PHOENIX — Supporters of ballot measures that would legalize marijuana are pitching cannabis as a new revenue source that can fund schools, roads and even public safety, a new appeal aimed at winning over suburban voters who might still be hesitant about the accessibility of legal pot.
Voters in five states will decide seven marijuana-related ballot measures this year. Initiatives or propositions in Arizona, Montana, New Jersey and South Dakota would legalize marijuana for recreational use. Measures in Mississippi and South Dakota would legalize marijuana for medicinal purposes.
Proponents of those measures say new legal sales — and the excise taxes that come with them — would fill revenue gaps at a time when state government budgets have been decimated by the coronavirus pandemic.
“It’s time to legalize adult use marijuana and generate millions for Arizona,” an advertisement supporting Proposition 207 here says. “$300 million in new revenue for public safety, for our community colleges, for mental health services and for roads in our rural communities.”
The new pitch to voters is a marked evolution from earlier years, when legalization proponents focused on the harm wrought on minority communities by the decades-long war on drugs.

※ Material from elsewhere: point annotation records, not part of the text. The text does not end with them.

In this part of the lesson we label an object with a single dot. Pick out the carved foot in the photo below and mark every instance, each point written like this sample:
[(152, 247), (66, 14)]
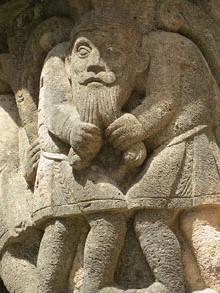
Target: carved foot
[(112, 290), (208, 290), (154, 288)]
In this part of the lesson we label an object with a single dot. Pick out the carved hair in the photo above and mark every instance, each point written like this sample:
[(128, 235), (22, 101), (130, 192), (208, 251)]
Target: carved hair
[(108, 19)]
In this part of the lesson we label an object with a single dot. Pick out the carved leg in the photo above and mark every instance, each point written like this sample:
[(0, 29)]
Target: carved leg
[(56, 254), (102, 249), (18, 265), (161, 248), (201, 228)]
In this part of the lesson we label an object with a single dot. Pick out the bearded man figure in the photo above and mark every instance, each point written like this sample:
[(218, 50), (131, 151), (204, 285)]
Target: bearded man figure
[(80, 174)]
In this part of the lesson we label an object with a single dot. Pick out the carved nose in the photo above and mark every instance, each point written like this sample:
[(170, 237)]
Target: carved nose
[(96, 68)]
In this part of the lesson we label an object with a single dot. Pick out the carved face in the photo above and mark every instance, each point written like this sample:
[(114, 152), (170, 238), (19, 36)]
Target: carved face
[(103, 75), (102, 58)]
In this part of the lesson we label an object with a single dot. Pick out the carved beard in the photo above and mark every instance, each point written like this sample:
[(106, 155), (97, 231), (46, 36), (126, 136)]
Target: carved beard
[(101, 105)]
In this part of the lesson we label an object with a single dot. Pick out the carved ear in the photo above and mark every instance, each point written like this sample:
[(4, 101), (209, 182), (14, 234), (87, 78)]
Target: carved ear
[(68, 66), (143, 58)]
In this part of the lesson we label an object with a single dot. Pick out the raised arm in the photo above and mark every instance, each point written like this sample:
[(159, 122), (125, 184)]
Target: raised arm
[(164, 82)]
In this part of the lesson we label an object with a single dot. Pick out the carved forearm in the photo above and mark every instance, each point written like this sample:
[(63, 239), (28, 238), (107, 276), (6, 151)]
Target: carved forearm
[(62, 120)]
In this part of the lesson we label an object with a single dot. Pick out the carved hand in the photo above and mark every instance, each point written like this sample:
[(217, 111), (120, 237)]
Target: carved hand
[(86, 140), (125, 132)]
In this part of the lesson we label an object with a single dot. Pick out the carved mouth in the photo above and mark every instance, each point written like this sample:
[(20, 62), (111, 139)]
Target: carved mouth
[(94, 80), (100, 78)]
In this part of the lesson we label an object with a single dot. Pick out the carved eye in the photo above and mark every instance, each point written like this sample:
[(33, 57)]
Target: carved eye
[(83, 51), (114, 51)]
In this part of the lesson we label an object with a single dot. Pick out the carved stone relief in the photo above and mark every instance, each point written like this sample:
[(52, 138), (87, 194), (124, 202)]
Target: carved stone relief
[(110, 159)]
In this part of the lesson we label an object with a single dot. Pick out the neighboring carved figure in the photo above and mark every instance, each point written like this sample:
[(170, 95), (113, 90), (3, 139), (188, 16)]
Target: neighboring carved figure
[(201, 225), (182, 171)]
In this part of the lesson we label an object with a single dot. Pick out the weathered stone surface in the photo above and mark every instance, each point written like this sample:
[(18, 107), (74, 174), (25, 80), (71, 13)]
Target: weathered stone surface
[(110, 159)]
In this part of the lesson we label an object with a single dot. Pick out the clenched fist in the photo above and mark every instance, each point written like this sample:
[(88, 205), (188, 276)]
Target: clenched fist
[(86, 140), (124, 132)]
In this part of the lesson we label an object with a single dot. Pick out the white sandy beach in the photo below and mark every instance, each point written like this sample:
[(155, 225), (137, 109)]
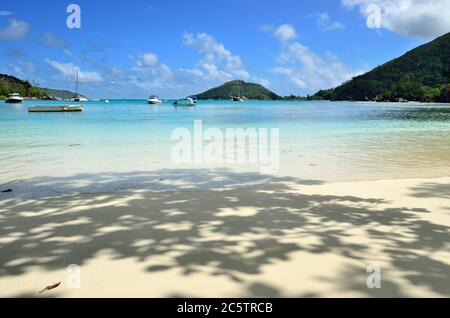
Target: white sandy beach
[(278, 237)]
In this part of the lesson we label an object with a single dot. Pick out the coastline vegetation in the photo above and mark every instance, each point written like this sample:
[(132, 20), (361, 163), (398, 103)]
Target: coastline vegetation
[(421, 75)]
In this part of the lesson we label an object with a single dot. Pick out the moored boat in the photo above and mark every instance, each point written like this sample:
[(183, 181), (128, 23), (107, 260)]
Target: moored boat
[(14, 99), (53, 109), (78, 97), (188, 101), (154, 100)]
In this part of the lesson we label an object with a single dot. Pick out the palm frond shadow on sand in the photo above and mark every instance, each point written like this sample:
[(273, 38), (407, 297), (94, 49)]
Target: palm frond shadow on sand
[(174, 223)]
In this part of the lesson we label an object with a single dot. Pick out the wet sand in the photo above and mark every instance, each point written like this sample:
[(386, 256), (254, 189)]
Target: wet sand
[(219, 234)]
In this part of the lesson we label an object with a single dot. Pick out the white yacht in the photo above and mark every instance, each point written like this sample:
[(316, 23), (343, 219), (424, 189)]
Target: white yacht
[(188, 101), (14, 99), (154, 100), (78, 97)]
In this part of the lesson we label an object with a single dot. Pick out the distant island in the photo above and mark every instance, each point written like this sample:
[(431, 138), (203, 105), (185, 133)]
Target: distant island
[(422, 75), (233, 88), (10, 84)]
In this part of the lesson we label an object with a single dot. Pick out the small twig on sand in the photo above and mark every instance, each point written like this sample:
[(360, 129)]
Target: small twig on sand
[(50, 287)]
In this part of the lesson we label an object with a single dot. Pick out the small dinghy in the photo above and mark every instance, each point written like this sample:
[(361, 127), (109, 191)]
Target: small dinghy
[(53, 109)]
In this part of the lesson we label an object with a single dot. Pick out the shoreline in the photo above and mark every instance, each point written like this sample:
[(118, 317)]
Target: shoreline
[(281, 238)]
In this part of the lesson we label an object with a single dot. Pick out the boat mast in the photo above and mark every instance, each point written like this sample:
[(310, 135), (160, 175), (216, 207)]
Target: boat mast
[(76, 87)]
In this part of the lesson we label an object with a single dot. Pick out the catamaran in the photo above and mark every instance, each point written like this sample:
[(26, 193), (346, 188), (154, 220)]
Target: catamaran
[(154, 100), (78, 97), (14, 99)]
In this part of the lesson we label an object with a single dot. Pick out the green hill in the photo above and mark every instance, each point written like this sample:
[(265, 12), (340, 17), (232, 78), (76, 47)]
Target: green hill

In the past, the pro-legalization message “was a lot about how an arrest can ruin a life, and you can’t get credit, and you can’t get an apartment, and a young person can make a mistake and be messed up for life,” said Martin Hamburger, a Democratic strategist working on legalization campaigns this year in Montana, South Dakota and Mississippi.
“The messages that we’re using [now] in a lot of these places are about how people can access marijuana for health purposes and the revenue that’s available,” he said.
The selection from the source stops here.